Both too little and too much sleep can trigger headaches, and poor sleep quality matters just as much as duration. About one in three people with obstructive sleep apnea experience frequent headaches, particularly in the morning. Sleep apnea causes repeated interruptions in breathing during the night, which reduces oxygen levels and disrupts deep sleep. If you wake up most mornings with a dull headache that fades within a few hours, and your partner has noticed snoring or pauses in your breathing, sleep apnea is worth discussing with a doctor.

Even without sleep apnea, irregular sleep schedules are a well-known headache trigger. Sleeping significantly more or less than your usual amount, shifting your wake time on weekends, or frequently waking during the night can all contribute.

Screen Time and Eye Strain

Spending hours on a computer, phone, or tablet without breaks can cause digital eye strain, which frequently produces headaches. The issue isn’t just brightness. Your eyes are constantly refocusing on the tiny pixels that make up on-screen text, and that continuous micro-adjustment strains the muscles around your eyes. The result is aching pain behind the eyes, often accompanied by neck and shoulder stiffness from hunching toward the screen.

If your headaches tend to build during or after long stretches of screen use, the fix is straightforward: take a break every 20 minutes, look at something far away for 20 seconds, and make sure your screen is at arm’s length with the top of the display at or slightly below eye level. Adjusting screen brightness to match the ambient light in the room also helps.

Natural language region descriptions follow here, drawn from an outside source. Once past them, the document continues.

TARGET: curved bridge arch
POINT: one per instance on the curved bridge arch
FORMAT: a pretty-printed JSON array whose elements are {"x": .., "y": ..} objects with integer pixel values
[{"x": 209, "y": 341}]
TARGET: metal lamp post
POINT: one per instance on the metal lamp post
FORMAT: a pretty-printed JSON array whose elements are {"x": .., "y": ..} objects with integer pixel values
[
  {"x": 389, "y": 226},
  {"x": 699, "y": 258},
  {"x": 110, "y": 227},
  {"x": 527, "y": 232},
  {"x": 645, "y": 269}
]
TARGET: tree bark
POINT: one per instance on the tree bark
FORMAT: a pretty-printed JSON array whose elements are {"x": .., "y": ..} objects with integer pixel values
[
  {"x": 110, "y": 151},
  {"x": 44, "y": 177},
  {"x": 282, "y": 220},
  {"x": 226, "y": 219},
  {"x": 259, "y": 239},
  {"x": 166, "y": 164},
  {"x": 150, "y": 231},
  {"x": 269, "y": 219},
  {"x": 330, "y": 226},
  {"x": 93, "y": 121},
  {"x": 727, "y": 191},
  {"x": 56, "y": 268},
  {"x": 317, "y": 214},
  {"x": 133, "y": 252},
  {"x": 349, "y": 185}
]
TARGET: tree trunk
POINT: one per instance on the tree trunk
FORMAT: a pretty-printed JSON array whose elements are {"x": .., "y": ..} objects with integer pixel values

Food and Chemical Triggers

Certain foods contain chemicals that can activate pathways in the brain leading to blood vessel widening, inflammation, or shifts in brain signaling. Cured and processed meats like hot dogs, bacon, and deli meat contain nitrates and nitrites, preservatives that dilate blood vessels and trigger headaches in sensitive people. Aged cheeses, fermented foods, and red wine contain a compound called tyramine that can have similar effects. Alcohol more broadly is a trigger, partly through dehydration and partly through its direct effects on blood vessels.

Not everyone is sensitive to the same foods. If you suspect dietary triggers, keeping a food diary alongside a headache log for a few weeks can help you identify patterns specific to you.

When Frequent Headaches Signal Something Else

The vast majority of recurring headaches are not dangerous. But certain features suggest that a headache may be caused by an underlying medical condition rather than being a primary headache disorder.

  • Sudden, explosive onset. A headache that reaches maximum intensity within seconds, sometimes called a thunderclap headache, can indicate a vascular problem like an aneurysm. This warrants immediate emergency evaluation.
  • New headaches after age 50. A person who has never had frequent headaches and develops them for the first time after 50 is more likely to have a secondary cause.
  • Neurological symptoms. New weakness in an arm or leg, unusual numbness, or vision changes alongside a headache are not typical of tension headaches or migraines (with the exception of migraine aura, which follows a predictable pattern).
  • Fever, night sweats, or weight loss. These systemic symptoms alongside new headaches suggest an infection, inflammation, or other medical process.
  • Headaches that change with position. Pain that gets significantly better or worse when you stand up, lie down, or strain (coughing, bearing down) can point to a pressure issue inside the skull.
  • Steady worsening over weeks. Primary headaches tend to fluctuate. A headache pattern that is clearly and progressively getting worse over time is more concerning.

Very high blood pressure can also cause severe headaches. This typically happens during a hypertensive crisis, when blood pressure reaches 180/120 or higher. At that level, headache is just one of several symptoms and the situation requires urgent medical attention.

For most people, frequent headaches come down to one or more manageable factors: stress, sleep, hydration, screen habits, hormones, or medication overuse. Tracking your headaches for a few weeks, noting when they happen, what you ate, how you slept, and what you were doing, often reveals a pattern that points directly to the cause.